I created small hearts. Whiskey cubes. I started painting on driftwood. And made the small inukshuks. I was careful, because inukshuks are an indigenous symbol. I don’t want to be doing something that would be considered as cultural appropriation.

A result of COVID was that it made me re-evaluate why I’m making art, and what more I could do after the sale of each piece. People take these pieces home and admire them, and maybe so do their friends, but what happens further?

I thought of it like farming, because the goal of the farmer is to make a closed loop system. That the output goes back in; everything that comes out of the system can be put back in. There’s no waste. He could burn the crops, or he could compost them. Where it would be giving back to the soil, to the harvest. For me, I want to reach that in art. If I’m inspired by something to make art out of it, I should be able to give back by the same thing I was inspired by. To regenerate it.

Art is a devotion to take on. It’s not something I took lightly stepping out onto. You’re on your own, and it’s like you’re in a group and on your way to a party, but then you end up taking the windy path into the darkness alone. You might end up seeing some beautiful flowers and you might end up meeting up with another group down the road but who knows. It’s a pretty scary thing to leave the flow of mainstream society, where it’s predetermined how much you’re going to make per year and you can depend on it. You have to be feeling that it’s what you want to be doing deep down and for the right reason.

There’s something very pure in art. It’s free of gratification and it’s just that you want to make something. It’s like you’re trying to mirror what you see.

So, if you see trees and you appreciate them and you want to mirror that love and appreciation that you see, taking the time as an artist to acknowledge it is a pretty noble action.

As long as you go back to that and find your root. Cause your root intention is what is going to hold you through." I pause and take a moment to reflect on what Ben has just described. How this applies to this situation now, as we approach the winter months of this pandemic. I ask him what he thinks his grounding thought has been during this entire pandemic, what is it that keeps him pushing through now?

“Well, maybe it sounds cheesy but, through the strongest winds your roots are what are going to hold you in the ground. The winds are going to cease, eventually we are going to adapt to how things are going to be, but we’re going to continue and evolve and adapt as a society and live our lives. Do I just wanna stop doing what I’m doing? Cause maybe that’s the worst thing I could do.
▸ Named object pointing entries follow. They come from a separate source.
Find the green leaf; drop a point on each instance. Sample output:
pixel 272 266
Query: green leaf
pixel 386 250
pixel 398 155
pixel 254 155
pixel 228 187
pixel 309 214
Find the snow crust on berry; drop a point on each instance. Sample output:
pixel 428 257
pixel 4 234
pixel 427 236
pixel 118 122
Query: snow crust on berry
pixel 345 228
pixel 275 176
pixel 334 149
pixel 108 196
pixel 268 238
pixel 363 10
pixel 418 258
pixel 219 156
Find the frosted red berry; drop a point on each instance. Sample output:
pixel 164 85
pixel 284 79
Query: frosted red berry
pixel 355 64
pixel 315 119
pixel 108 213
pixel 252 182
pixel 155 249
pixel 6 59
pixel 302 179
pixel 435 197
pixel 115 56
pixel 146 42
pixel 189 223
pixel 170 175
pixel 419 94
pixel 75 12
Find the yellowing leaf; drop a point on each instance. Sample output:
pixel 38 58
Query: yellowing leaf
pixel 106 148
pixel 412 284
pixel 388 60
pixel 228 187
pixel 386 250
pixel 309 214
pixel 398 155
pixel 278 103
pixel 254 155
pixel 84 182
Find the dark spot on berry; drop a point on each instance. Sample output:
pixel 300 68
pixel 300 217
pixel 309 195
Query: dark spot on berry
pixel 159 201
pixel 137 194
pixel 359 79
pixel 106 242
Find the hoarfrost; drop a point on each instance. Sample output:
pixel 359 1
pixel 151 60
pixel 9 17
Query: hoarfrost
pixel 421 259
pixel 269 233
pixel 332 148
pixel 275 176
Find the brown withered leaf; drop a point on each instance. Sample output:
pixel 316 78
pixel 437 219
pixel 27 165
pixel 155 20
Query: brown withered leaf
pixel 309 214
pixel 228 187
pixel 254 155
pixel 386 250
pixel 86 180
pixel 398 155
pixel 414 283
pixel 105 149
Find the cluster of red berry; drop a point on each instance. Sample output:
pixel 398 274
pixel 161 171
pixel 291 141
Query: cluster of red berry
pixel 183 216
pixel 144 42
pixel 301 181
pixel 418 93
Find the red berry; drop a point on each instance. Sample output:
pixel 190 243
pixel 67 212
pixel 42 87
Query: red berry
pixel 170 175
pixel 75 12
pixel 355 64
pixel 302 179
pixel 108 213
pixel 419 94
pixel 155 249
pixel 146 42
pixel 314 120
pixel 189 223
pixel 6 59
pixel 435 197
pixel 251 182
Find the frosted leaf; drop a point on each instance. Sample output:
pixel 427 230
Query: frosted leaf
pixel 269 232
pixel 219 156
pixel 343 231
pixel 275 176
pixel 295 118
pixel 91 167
Figuring out what your core morals and intentions are, that’ll just drive you and give you hope.

Dig deeper first. What’s my root intention? Well maybe you need to define what your root intention is. Maybe you need to revisit why you do what you do, and that will always give you motivation and drive to continue. The reason is always the driving force.

During COVID I got the chance to reanalyse and reflect why I’m doing what I’m doing. Redefine who you are and what your intention is. Cause where are you stepping from?”

Ben Poechman is a snowboarder and artist living in Whistler, British Columbia, Canada. He is supported by North Face, Vans, Capita, and Union. Check his website here: www.peakplane.com Instagram: @peakplane and @soulboarder Facebook: Peak Plane

Photography by Megan-Anne Perrin [@megananneperrin]

*Inukhuks (i-NOOK-shooks) originate from Inuit culture in Canada. Inukshuks (singular: Inuksuit) were used for navigation in the frozen and desolate North, because they stood out easily against the flatness of the white snow. Inukshuks were also used to mark a sacred space, or to communicate the location of a good fishing or hunting spot. In Inuit tradition it is forbidden to destroy an Inukshuk. So, if you see one standing, leave it for the next wanderer to pass by.